Jean-Pierre Schumacher died on Sunday at age 97 at a Trappist monastery in Morocco

La Croix International

Jean-Pierre Schumacher, the last survivor of the Tibhirine massacre, died in Morocco this past Sunday, the Feast of Christ the King.

The 97-year-old Trappist priest was already dead when his fellow monks at Midelt Priory checked in on him after the Eucharist.

He had received the anointing of the sick earlier that morning.

Schumacher was born in 1924 in Lorraine in northeast France. He was raised in a Catholic working class family of six children and educated by the Marist Fathers.

Ordained a priest in 1953, he entered the Trappist Abbey of Notre-Dame de Timadeuc in Brittany. 

At the request of the archbishop of Algiers, he and three other monks went to Algeria in 1964 to give new life to Our Lady of Atlas Abbey in Tibhirine.

Their goal was to "build a small community in the middle of the Muslim world, living poor among the poor".

An ardent desire for dialogue with Muslims

As in any Trappist monastery, the life of the monks was one of prayer and work.

Despite their ardent desire to establish a dialogue with Muslims, the monks felt danger mounting throughout the "Black Decade" of Algeria’s civil war in the 1990s. 

But they had collectively decided to remain in their monastery, despite the threats.

During the night of March 26-27, 1996, armed men kidnapped seven of the monks. 

Father Jean-Pierre was on night duty at the monastery. He was praying on his knees next to his bed when the door handle began to creak.

"It was spinning in the void because, like every night, I had released the latch, for safety," he recounted in a book he wrote in 2012 with French journalist Nicolas Ballet.

The captors thought there were only seven monks, when in fact there were nine.
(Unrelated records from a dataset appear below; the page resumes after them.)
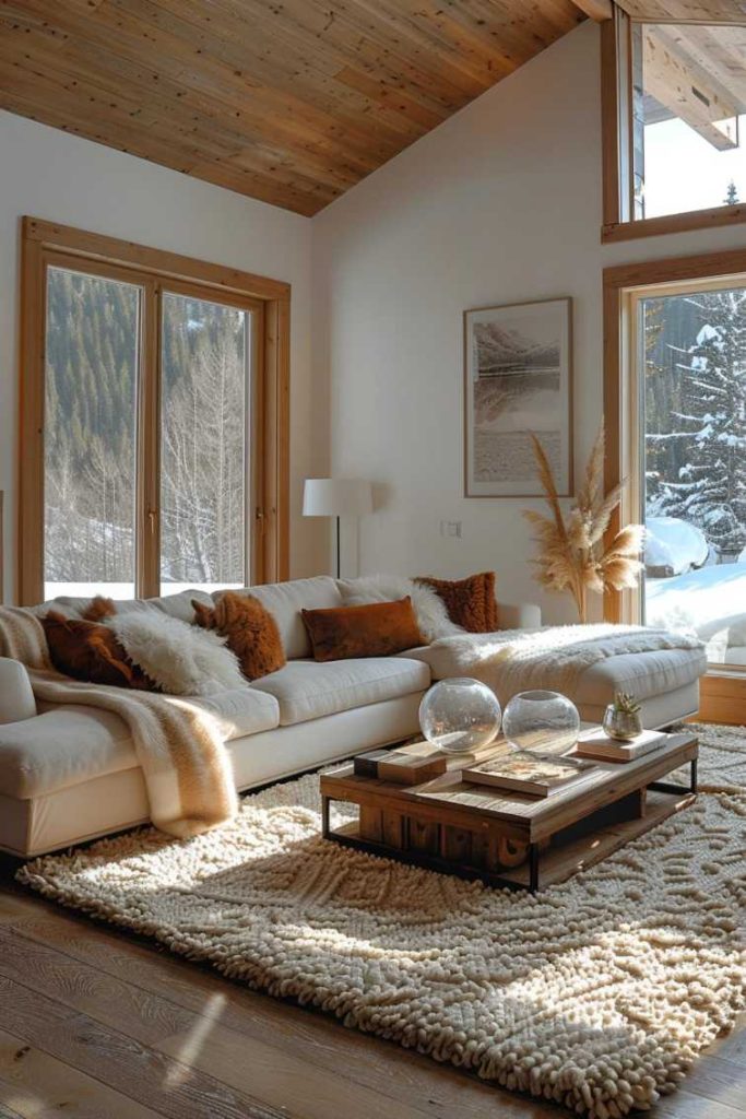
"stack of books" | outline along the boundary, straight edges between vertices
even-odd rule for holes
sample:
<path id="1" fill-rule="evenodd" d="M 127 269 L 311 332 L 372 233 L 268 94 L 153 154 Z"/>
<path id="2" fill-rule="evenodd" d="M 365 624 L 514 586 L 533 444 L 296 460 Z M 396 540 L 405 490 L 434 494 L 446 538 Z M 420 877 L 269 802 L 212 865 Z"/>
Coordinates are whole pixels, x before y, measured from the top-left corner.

They ended up killing them.

Jean-Pierre always wondered why he and another monk, Amédée, survived the massacre when the heads of their seven abducted confreres were found in a ditch not far from the abbey.

This “miracle” tormented him for the rest of his life.

"Love the brother, hate the vice"

In the end, he came to see his fate in this phrase that a Swiss nun shared with him: "There are people who are led to bear witness by the gift of their lives and others who do so through their lives." 

Jean-Pierre thus bore witness, above all, to the power of his brothers' martyrdom. 

But he confessed that he never mourned the loss of his fellow monks. 

"I am not sad, I was not sad,” he said. 

“My brothers went to the end, to the point of offering their entire being to God, without any desire for sacrifice, but in obedience to the ideal of monastic life that unites us beyond earthly life," Jean-Pierre said.

The seven murdered monks of Tibhirine were beatified in December 2018 in Oran, along with 12 other religious killed in Algeria during the "Black Decade". 

Four years after the murder of his confreres, Jean-Pierre moved to the small Trappist community in Midelt (Morocco) where he joined eight other monks.  

He was often asked about the question of forgiveness. 

"Only God can grant it if the guilty ask God," he would say.  

But then he’d add that he followed the St. Benedict’s instruction for dealing with one who has committed a serious fault – "Love the brother, hate the vice."

"The death of the saints is a seed for Christians"

Jean-Pierre's life took on a new and unexpected light in 2010 when Xavier Beauvois' successful film, Of Gods and Men, was released.

The French monk was very pleased with the feature film that tells the story of the Trappists of Tibhirine from 1993 until their abduction in 1996.

He said the film was "very faithful" to the Trappists’ message of fraternity, especially towards Muslims.

"The radiant beauty of this film reinforced my conviction that the death of my brothers was not in vain. The death of the saints is a seed of Christians," he said in his 2012 book. 

Father Jean-Pierre met with Pope Francis in 2019 during the papal visit to Morocco.

His funeral will be celebrated on November 30 at the Midelt Priory in Morocco where he died.